If you have been struggling with your weight or just wanted to shed a few kilos, then inevitably you would have tweaked your eating habits at some point. While some may have succeeded in maintaining a lower weight, many have failed, regressing completely and even putting on extra weight. Is intermittent fasting an option?
you may have heard of or have experimented with this nutritional fad or, for lack of a better word, ‘diet’. Perhaps this has become your way of life, perhaps you have abandoned it, or perhaps you are keen to give it a try (again) and would like to know more. Intermittent fasting (IF) has made its way into the ‘dieting’ hall of fame over the past few years following the publication of The Fast Diet by Dr Michael Mosley, a BBC broadcast journalist.
To be accurate, IF is more an eating pattern than a diet per se. It exists in various forms but essentially involves fasting (not consuming any calorie-containing foods or beverages) for extended periods during the day or week depending on the selected regimen. IF allows unlimited consumption of water and black tea/coffee without sugar during fasting intervals.
Popular IF regimens include:
- 12/12 – fasting for 12 continuous hours and eating all your food during a continuous 12-hour window every day
- 16/8 – fasting for 16 consecutive hours and eating all your food during a continuous 8-hour window every day
24 hours – fasting for 24 hours once or twice per week
- 5:2 – consuming only about 25% of your recommended caloric intake on two non-consecutive days of the week
Fasting is by no means a new concept. While some choose to fast for religious and/or spiritual reasons, fasting has coexisted with humans over the ages. Our ancient hunter-gatherers did not have supermarkets, fridges, or food available year-round. At certain points during the year there just was not enough food to go around. Thus, the human body biologically evolved to function without food for extended periods of time.
What is the bottom line? Research emerging from Harvard Medical School seems to strongly suggest that IF can ‘make a more realistic, sustainable, and effective approach for weight loss as well as for diabetes prevention’. Our bodies have evolved in a such manner that any excess food is stored as fat. When we eat, we consume some combination of carbohydrates, proteins and fats. Digestion involves breaking down these complex food molecules into their respective simple building blocks – monosaccharides (simple sugars such as glucose), amino acids and fatty acids. Following digestion, the pancreas secretes insulin in response to rising blood sugar levels driving the absorption and assimilation of these simple molecules into our fat stores. However, insulin can be likened to an escalator – it moves sugars, amino acids and fatty acids in one single direction only − that is, into our fat cells as a store of energy.
Constantly eating all day from the time we rise until the time we snooze results in a constant secretion of insulin (even in small quantities) resulting in a one-way uptake by our fat cells. Without a break in insulin secretion, we deprive the fat cells from being able to release this stored energy. This is where IF comes in. By limiting our eating window, we can allow the body to enter ‘fasting states’ in which insulin secretion is turned off and our fat cells are able to release their stored products. With time, results become noticeable as our fat stores are depleted on a net basis.

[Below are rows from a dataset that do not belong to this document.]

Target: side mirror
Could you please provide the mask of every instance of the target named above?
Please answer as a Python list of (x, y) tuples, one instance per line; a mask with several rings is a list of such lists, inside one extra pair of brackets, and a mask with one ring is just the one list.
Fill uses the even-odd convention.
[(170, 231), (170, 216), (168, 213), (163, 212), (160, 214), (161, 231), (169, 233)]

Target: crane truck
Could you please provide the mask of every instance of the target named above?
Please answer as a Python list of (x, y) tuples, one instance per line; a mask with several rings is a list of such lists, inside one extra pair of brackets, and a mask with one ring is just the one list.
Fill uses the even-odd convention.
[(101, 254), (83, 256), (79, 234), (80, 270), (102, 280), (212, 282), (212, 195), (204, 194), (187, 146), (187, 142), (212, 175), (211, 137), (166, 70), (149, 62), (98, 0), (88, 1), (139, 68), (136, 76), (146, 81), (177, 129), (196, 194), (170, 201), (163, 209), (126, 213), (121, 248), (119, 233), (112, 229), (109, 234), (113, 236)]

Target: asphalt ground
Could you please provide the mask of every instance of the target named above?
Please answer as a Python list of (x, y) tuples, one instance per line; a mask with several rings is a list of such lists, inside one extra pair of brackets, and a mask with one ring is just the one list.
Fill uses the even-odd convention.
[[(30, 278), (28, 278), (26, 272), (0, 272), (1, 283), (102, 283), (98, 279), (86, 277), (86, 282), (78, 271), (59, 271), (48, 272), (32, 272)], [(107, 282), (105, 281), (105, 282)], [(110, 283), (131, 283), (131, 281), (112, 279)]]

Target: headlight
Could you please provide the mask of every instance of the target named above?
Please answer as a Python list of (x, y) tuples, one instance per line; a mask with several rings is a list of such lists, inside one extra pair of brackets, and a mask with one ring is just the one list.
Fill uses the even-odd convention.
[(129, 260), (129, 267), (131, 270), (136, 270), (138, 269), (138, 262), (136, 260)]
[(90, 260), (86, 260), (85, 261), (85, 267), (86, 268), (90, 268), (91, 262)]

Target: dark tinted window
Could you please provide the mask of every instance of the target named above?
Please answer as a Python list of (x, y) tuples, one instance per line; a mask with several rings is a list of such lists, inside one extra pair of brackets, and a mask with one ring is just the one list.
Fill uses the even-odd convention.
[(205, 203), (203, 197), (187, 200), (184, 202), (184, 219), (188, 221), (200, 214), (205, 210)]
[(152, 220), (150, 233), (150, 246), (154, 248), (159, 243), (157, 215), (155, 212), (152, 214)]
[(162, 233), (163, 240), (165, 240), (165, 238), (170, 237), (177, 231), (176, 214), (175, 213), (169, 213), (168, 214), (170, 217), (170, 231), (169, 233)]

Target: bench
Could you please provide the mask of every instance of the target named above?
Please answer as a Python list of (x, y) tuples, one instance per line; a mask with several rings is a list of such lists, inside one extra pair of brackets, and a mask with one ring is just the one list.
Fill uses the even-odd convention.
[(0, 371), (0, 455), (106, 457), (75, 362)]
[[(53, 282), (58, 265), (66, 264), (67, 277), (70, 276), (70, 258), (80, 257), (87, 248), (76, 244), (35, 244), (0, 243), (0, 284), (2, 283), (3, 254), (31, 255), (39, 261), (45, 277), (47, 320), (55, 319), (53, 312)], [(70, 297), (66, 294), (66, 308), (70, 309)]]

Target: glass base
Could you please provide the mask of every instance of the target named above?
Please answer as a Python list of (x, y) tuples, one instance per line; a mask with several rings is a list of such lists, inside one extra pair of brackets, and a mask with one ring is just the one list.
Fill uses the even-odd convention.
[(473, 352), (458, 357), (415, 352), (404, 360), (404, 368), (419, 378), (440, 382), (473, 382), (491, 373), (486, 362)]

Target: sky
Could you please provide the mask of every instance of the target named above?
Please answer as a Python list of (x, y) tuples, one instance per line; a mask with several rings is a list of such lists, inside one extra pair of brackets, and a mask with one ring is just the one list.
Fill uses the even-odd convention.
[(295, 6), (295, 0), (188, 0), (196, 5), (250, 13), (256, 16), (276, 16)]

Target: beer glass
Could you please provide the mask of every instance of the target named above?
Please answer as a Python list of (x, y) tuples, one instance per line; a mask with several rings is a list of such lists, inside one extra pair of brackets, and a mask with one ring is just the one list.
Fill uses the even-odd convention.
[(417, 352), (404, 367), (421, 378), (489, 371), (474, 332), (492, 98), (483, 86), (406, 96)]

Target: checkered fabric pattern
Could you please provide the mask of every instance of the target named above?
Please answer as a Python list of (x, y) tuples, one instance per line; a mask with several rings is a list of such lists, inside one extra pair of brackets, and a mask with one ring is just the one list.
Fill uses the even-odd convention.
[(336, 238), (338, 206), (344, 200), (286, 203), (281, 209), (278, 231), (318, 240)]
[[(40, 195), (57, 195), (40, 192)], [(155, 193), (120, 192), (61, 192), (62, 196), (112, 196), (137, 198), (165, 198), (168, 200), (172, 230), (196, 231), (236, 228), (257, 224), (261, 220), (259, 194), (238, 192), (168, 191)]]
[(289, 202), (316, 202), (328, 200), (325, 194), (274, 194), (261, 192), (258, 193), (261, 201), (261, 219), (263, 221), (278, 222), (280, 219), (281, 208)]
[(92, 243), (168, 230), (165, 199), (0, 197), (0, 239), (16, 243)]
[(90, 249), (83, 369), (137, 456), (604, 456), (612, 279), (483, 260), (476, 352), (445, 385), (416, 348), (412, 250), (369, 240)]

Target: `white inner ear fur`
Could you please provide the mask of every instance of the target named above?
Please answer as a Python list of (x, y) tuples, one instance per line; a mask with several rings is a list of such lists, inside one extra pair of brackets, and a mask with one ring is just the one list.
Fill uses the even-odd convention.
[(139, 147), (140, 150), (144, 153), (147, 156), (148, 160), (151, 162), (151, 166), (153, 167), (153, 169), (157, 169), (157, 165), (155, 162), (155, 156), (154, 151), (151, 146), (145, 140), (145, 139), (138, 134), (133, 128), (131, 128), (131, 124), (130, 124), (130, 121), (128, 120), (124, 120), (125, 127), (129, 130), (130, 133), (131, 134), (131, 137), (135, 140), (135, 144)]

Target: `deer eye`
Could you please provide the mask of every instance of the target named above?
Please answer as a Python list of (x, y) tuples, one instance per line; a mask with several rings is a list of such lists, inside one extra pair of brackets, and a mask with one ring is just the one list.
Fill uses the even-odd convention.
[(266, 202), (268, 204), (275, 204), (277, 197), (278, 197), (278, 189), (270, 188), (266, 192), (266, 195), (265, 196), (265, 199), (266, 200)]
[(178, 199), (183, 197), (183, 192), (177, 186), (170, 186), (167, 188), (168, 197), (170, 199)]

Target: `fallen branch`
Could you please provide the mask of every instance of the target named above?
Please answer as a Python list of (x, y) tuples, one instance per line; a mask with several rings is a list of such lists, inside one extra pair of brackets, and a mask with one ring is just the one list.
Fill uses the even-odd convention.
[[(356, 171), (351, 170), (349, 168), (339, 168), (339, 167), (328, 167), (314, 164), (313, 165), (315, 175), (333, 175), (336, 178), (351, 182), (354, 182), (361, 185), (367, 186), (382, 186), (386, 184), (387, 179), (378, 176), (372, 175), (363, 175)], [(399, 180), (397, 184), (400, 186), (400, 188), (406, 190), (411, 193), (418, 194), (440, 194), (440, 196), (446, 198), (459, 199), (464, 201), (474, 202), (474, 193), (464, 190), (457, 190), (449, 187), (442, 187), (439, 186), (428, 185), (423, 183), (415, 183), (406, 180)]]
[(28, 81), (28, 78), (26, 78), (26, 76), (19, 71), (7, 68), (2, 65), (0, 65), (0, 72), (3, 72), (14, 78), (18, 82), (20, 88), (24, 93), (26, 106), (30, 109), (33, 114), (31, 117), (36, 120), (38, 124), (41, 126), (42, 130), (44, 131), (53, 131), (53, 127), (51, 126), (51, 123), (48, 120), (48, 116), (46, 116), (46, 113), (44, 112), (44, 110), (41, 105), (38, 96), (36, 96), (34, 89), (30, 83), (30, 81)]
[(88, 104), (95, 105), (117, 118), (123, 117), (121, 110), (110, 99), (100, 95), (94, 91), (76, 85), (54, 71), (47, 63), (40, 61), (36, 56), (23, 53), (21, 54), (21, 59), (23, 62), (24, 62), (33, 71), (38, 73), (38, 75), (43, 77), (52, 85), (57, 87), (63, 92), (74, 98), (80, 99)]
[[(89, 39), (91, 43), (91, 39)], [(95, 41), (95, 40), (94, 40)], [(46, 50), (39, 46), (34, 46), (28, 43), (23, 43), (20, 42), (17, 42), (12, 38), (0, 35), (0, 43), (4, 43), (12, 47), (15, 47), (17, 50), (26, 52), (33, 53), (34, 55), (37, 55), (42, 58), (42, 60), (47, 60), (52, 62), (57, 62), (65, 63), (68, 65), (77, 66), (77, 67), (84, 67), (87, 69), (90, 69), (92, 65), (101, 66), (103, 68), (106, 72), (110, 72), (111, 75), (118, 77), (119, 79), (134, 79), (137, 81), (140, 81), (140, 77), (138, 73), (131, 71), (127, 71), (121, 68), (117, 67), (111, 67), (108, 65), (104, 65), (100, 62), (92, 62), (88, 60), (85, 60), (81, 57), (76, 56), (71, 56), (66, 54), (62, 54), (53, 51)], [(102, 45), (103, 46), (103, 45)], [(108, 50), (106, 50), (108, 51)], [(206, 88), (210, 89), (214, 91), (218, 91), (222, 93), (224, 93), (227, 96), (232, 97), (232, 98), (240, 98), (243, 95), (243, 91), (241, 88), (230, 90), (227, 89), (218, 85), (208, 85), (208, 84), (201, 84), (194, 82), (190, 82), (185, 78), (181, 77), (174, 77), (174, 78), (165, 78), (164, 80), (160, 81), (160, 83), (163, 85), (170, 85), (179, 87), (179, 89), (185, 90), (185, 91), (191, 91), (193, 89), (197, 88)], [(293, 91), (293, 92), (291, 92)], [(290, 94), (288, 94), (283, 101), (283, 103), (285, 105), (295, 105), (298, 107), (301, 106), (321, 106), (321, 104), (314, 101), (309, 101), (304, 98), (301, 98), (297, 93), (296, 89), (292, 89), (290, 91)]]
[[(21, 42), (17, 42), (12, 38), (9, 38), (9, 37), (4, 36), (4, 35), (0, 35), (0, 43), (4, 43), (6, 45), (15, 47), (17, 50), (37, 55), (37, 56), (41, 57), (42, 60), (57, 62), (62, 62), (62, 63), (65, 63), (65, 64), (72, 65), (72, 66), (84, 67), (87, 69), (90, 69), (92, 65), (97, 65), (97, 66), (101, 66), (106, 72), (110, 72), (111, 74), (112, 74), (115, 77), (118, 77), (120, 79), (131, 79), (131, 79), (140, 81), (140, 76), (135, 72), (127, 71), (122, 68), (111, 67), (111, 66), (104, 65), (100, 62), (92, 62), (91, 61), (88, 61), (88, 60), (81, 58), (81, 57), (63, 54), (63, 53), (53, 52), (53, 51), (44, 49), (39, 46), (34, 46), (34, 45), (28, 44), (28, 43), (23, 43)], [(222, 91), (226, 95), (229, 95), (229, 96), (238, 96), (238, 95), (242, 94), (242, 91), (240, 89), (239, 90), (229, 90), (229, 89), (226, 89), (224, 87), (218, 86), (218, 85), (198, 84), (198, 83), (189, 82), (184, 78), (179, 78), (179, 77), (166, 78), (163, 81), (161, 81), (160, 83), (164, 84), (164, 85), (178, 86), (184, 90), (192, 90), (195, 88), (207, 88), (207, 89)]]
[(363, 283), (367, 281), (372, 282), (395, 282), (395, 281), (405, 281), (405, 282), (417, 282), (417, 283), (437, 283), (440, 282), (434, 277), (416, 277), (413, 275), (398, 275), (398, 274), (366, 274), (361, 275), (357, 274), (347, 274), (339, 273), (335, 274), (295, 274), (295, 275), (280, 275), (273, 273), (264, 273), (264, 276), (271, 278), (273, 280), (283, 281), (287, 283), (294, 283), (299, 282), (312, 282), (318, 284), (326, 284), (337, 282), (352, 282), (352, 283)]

Sure, some discipline is required, and one has overcome some, albeit manageable, bouts of hunger; a sensation our hunter-gather ancestors knew all too well. Many people start with the 12/12 regimen, initially taking weekends off, and work up to the 16/8 regimen weekends included. Depending on whether you prefer an early breakfast or can go hours without food after rising can help you decide when to choose your window. I generally eat from 11.30 to 19:30 and delay my eating window on days when I know I have a late dinner planned. There may be days (especially when you first start) that you accidentally eat something during your fasting window, or you are forced to eat a bit later than planned outside your planned eating window. One consolation can be to shorten the next day’s eating window to account for the longer window of the preceding day.
The beauty of IF is that it does not require calorie counting, has some flexibility and does not require drastic dietary changes. Needless to say, however, it is underpinned by conscious nutritional choices. For effective weight loss and disease prevention, refined and/or ‘white’ carbohydrates should be kept to a minimum. Daily consumption of a variety of fruits and vegetables goes without saying. Consumption of plant-based fats such as avocados, coconut, seeds and nuts should be increased in favour of animal-based fats. Convenience foods and junk foods should also be kept to a minimum, while red meat and alcohol should be moderated. Getting at least seven hours of shut eye also plays a pivotal role in your overall wellbeing and nutritional goals.
While I encourage you to give IF a try, please realise that this article does not constitute medical advice and any changes to your eating habits or diet should be discussed with your healthcare provider first, especially if you have co-existing medical conditions or you have battled with weight loss before.